Observational Signature of a Magnetic Tornado

Intensity image recorded with the Swedish 1-m Solar Telescope in the line core of the spectral line of singly ionised calcium (infrared triplet, wavelength 854.2 nm). The detected chromospheric swirl (dark ring) is the observational signature of a magnetic tornado. Image released June 27, 2012.

Illustration of an Observed Magnetic Tornado Vortex

Illustration of an observed magnetic tornado vortex in the solar atmosphere. The background image was recorded with NASA's Solar Dynamics Observatory, while the stacked images were obtained with the Swedish 1-m Solar Telescope (Canary Isl.). The bluish images reveal the swirl signature of a magnetic tornado. We include a map of Europe to scale. Image released June 27, 2012.

3D Numerical Simulations of a Magnetic Tornado

Visualisation of a close-up region in our advanced 3D numerical simulations of a magnetic tornado in the solar atmosphere. The spiral lines represent the velocity field in the tornado vortex. The images contain the observed swirl signature (top, bluish) and the Sun's surface (bottom, reddish). Image released June 27, 2012.

Close-Up Region in a Magnetic Tornado

Visualisation of a close-up region in our advanced 3D numerical simulations of a magnetic tornado in the solar atmosphere. The green lines represent the velocity field in the tornado vortex, the red lines represent the magnetic field. The simulated Sun surface is in grey-scale. Image released June 27, 2012.

Schematic View of Magnetic Tornado

Schematic view of the atmospheric layers of the Sun, the extent of simulated magnetic tornado, and the resulting net energy transport. Image released June 27, 2012.

Granulation Pattern and Swirl Signature

isualisation of a close-up region in our advanced 3D numerical simulations. The red mostly vertical lines represent the magnetic field, whereas the spiral lines represent the streamlines of the ionized gas in the magnetic tornado. The lower plane shows the granulation pattern of the solar surface and the magnetic footpoints (red), whereas the swirl signature (pink ring) can be seen on the top. Image released June 27, 2012.

Visualisation of a Close-Up Region

Visualisation of a close-up region in our advanced 3D numerical simulations. The red mostly vertical lines represent the magnetic field, whereas the spiral lines represent the streamlines of the ionized gas in the magnetic tornado. The lower plane shows the granulation pattern of the solar surface and the magnetic footpoints (red), whereas the swirl signature (pink ring) can be seen on the top. Image released June 27, 2012.
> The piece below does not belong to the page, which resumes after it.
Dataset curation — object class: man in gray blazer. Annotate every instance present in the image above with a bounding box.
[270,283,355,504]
Group Photo of International Research Collaboration

Group photo (montage) with all members of the international research collaboration who made the discovery. From left to right: Dr. J. de la Cruz Rodriguez, Dr. L. Rouppe van der Voort, Dr. O. Steiner, Dr. S. Wedemeyer-Böhm, Dr. E. Scullion, Prof. Dr. R. Erdélyi, Dr. V. Fedun. Image released June 27, 2012.

First Four Authors

The first four authors in front of the Institute of Theoretical Astrophysics, University of Oslo, Norway. From left to right: Dr. Oskar Steiner, Dr. Luc Rouppe van der Voort, Dr. Sven Wedemeyer-Böhm and Dr. Eamon Scullion. Image released June 27, 2012.
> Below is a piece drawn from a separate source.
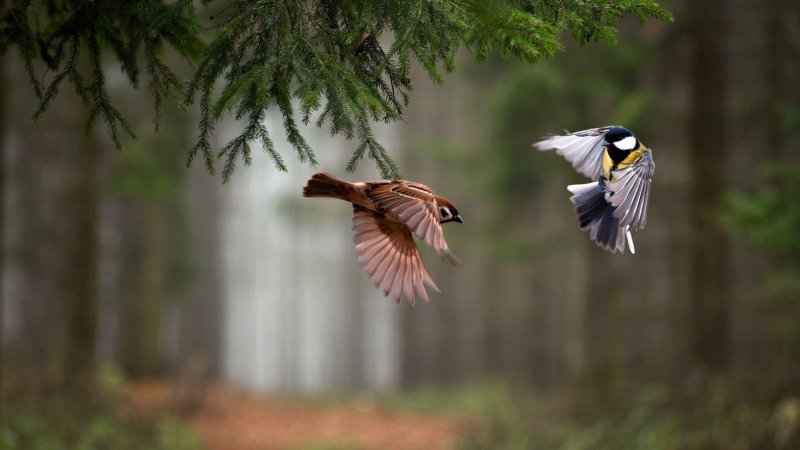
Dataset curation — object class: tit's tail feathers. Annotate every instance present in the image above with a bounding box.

First Example of a Tornado in a Numerical Simulation of a Cool Star

First example of a tornado in a numerical simulation of a cool star with a surface temperature of 3200 K (compared to the Sun with 5780 K). This unpublished result will be presented for the first time at the 17th Cambridge Workshop on Cool Stars, Stellar Systems and the Sun on June 28th, 2012, in Barcelona, Spain. Image released June 27, 2012.